In my search for a better fitting shawl I have found that I like long tails. The triangle shawl I like then is no longer a true triangle. With long tails I can wrap it around my neck and have two long tails hanging down. This gives me styling options which if you knew me you would be laughing right now, style, ha!! Ahem, to continue, I could leave the tails hanging (I’m sure this vertical makes me look taller, at least 5’1″). I could also tie the tails under my chin to keep my neck nice and snug.
So long tails … here the standard triangle shawl which starts at the top and has a spine down the centre with increases.
You can make the tails longer by working increases every row along the top edge.
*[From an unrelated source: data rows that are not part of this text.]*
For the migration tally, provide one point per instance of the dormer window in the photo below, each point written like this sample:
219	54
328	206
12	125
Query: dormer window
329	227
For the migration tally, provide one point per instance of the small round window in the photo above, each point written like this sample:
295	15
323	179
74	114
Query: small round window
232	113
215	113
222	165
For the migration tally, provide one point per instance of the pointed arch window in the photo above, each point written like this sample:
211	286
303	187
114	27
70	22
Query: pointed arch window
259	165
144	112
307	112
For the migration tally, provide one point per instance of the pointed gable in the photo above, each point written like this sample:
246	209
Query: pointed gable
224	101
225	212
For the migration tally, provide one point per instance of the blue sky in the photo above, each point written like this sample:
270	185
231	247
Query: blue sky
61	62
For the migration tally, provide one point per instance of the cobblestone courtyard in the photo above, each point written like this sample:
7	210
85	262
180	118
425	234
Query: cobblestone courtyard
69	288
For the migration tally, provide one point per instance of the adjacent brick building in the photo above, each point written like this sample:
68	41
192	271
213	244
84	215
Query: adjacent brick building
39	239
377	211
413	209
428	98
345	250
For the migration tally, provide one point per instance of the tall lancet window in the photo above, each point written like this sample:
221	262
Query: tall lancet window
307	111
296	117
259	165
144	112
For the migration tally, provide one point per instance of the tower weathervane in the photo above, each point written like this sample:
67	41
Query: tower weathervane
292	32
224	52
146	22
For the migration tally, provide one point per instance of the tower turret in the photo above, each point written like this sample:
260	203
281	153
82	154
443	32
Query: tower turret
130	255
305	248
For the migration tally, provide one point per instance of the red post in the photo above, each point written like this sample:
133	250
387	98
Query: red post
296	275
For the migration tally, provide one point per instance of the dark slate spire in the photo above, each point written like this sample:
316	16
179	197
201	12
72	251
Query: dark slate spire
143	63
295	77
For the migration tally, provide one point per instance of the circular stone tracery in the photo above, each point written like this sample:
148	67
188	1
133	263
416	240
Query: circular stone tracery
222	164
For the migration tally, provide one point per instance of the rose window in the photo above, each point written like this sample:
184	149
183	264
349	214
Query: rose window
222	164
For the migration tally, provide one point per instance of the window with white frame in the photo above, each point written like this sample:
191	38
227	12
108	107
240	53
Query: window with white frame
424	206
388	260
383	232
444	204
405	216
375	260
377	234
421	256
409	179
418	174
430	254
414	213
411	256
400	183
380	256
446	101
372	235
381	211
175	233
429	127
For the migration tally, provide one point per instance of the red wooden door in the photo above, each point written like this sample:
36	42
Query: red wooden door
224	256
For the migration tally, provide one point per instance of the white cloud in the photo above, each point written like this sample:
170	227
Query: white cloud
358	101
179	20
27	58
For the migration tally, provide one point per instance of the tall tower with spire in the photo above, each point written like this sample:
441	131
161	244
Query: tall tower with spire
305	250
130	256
That’s the shawl I was knitting as a sample for our Cabin Fever Retreat in October where we are diving into 3 different shawl shapes, the triangle being one of these.
Then, just as I was getting into it, I had a thought (this is not always good). Here is my thought. What if I put short row wedges in the shawl. Wouldn’t that make it wider than it is tall and produce longer tails?
I think this is what is going to happen to the shawl I’m knitting.
Here is the first wedge knit in purple. The wedge is only 2 rows deep near the spine of increases and 4 rows deep at the outside. It seems to be rounding the top edge already.
So I tried a couple more.
The second wedge was shorted rows over 6 rows and the third was over 8 rows. Obviously more rows would make more of a difference.
I think there is something I could do with this idea. More wedges or just wider wedges? What do you think? Wider wedges would allow space for some patterning which would be cool don’t you think?
I was also definitely sorry I didn’t work the Shawl Tip. Next time.
It works. I knit it in 100g of worsted weight wool by Twist and Shout Fiber Arts and 75g of Patons Classic Wool.